Food labeling bill could cost Port of Albany manufacturer money, customers
Vermont is on the verge of becoming the first state to require labels on genetically modified foods.
A similar bill is approaching a vote in the New York State Assembly.
The bill has gained popularity in Albany, New York and among consumers, but it will likely create complications for food producers.
Alex Allen, who manages a flour mill on the Hudson River, said the passing of a labeling law for genetically modified foods would hurt his business. In industry lingo, genetically modified food is known as GMO.
“One of the biggest challenges of being a manufacturer, especially in the food industry, is complying with changing perceptions of customers,” Allen said. “People are driven by perceptions. They are scared of random foods everyday whether it has to do with GMOs, gluten or carbs.”
Horizon Milling ships 2 million pounds of flour out of the Port of Albany per day. Horizon Milling is a subsidiary of Cargill, the global food producer and marketer in the agricultural, financial and industrial sectors.
Horizon Milling receives shipments of wheat by boat, truck and rail, which it processes into flour.
Today, there is no requirement for food producers to label genetically modified foods. The proposed legislation in Albany, sponsored by Assemblywoman Linda Rosenthal (D-Manhattan), would require food producers to label genetically modified foods to consumers.
Americans overwhelmingly support the labeling of genetically modified foods. A 2013 New York Times poll shows 93 percent of respondents favor labeling.
Allen says it would be impossible to ensure that the wheat Horizon Milling is using to make flour isn’t coming into contact with other genetically modified foods.
“Who’s to know whether there was genetically modified corn in the rail car before the wheat we use to make flour was transported from the field to our plant,” Allen said. “There’s no way you can test for GMOs. They are invisible. How are you going to label a phantom?”

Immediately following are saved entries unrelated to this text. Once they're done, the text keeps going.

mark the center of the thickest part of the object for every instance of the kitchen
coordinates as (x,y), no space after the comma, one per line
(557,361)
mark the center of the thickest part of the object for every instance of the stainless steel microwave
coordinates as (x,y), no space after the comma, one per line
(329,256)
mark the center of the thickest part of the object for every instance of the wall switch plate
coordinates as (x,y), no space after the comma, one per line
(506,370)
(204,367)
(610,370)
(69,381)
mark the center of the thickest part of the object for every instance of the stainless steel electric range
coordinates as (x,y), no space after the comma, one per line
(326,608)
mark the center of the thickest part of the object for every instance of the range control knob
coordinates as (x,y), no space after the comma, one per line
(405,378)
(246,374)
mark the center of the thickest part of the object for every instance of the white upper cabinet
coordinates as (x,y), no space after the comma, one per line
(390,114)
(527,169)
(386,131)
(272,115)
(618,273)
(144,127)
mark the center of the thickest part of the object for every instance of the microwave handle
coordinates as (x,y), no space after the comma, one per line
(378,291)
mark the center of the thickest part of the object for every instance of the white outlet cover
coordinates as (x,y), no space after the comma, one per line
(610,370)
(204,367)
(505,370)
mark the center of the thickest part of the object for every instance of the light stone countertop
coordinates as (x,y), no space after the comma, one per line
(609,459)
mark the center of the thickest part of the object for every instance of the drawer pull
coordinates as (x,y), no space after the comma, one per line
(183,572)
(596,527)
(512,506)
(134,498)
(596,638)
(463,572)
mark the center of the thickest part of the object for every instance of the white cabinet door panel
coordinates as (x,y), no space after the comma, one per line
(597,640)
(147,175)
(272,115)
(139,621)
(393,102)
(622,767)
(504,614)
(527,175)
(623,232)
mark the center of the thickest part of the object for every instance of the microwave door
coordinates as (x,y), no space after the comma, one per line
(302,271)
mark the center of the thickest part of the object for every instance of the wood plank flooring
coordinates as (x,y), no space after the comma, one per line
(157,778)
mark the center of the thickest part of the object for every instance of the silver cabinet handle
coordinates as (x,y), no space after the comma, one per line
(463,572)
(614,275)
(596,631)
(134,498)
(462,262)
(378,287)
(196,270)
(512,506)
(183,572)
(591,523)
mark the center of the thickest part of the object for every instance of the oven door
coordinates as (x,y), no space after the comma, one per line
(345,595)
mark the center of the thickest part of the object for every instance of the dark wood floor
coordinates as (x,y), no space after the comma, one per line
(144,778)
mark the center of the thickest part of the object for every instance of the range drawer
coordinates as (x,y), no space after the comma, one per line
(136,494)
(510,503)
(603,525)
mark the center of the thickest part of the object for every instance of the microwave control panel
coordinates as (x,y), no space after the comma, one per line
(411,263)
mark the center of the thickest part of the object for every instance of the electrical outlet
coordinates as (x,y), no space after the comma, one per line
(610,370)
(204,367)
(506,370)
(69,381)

Foods are genetically modified to maintain size or to produce their own pesticides. There is no research proving that GMO foods pose health risks, but health concerns are the main force behind the bills in both New York and Vermont.
GMO labeling is required in more than 64 countries, including China and Japan. According to the National Conference of State Legislatures, more than two dozen states are considering GMO labeling bills.